CVC Capital has targeted the growing market for online payments, buying a majority stake in digtial wallet provider Skrill for 600 million (£511m).

Skrill, a direct competitor of PayPal, provides digital wallet services to 35 million account holders in over 200 countries worldwide, with around 150,000 merchants using its payment gateway solution. Skrill also provides the payment platform for a number of major on-line gambling sites.

The UK firm, which previously traded as Moneybookers after launching in 2001, recorded revenues of over £200 million in 2012.

Following the acquisition, CVC, one of the world's largest private equity firms, now has a majority stake in the online payments company, taking over the controlling stake from Investcorp. Investcorp will retain a minority stake in the firm.

Peter Rutland, Senior Managing Director of CVC pledged to support the growth of Skrill in the market for online payments.

"Skrill is a high quality business that has demonstrated its ability to grow rapidly into a market leading provider of online payments serving the online gaming, gambling, digital media and e-commerce industries," Rutland said.

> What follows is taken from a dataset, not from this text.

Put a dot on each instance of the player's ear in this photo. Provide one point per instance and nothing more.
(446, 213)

"We are pleased to have the opportunity to invest in Skrill and support its management team as they continue to grow their range of online payment options across the globe."

TechMarketView research director Peter Roe commented that the deal would benefit all parties, with Skrill receiving a boost to its growing payments business.

"This deal appears good news all round. Investcorp receives an 8-fold return on the initial investment and retains a minority stake. CVC now have an investment with a strong position in the rapidly-evolving payments industry and Skrill will have access to more expertise and capital as it develops the business."

Roe added that the deal highlights the boom in alternative payment methods, supported by the proliferation of mobile devices. This wave of change is likely to have repercussions for the big UK banks, he said, which will have to adapt to changes in the payments market.

"The Payments world is set for a period of significant change. The catalysts for this change are the rapid rise in smartphone penetration and online transactions and the ready acceptance of mobile apps and digital wallets," Roe commented.

"The forces unleashed by the evolution of payments and the rise of mobile will also have significant implications for the larger banks. As new competitors emerge, they will now have to update their systems and customer interface more rapidly and more comprehensively than would have otherwise been the case."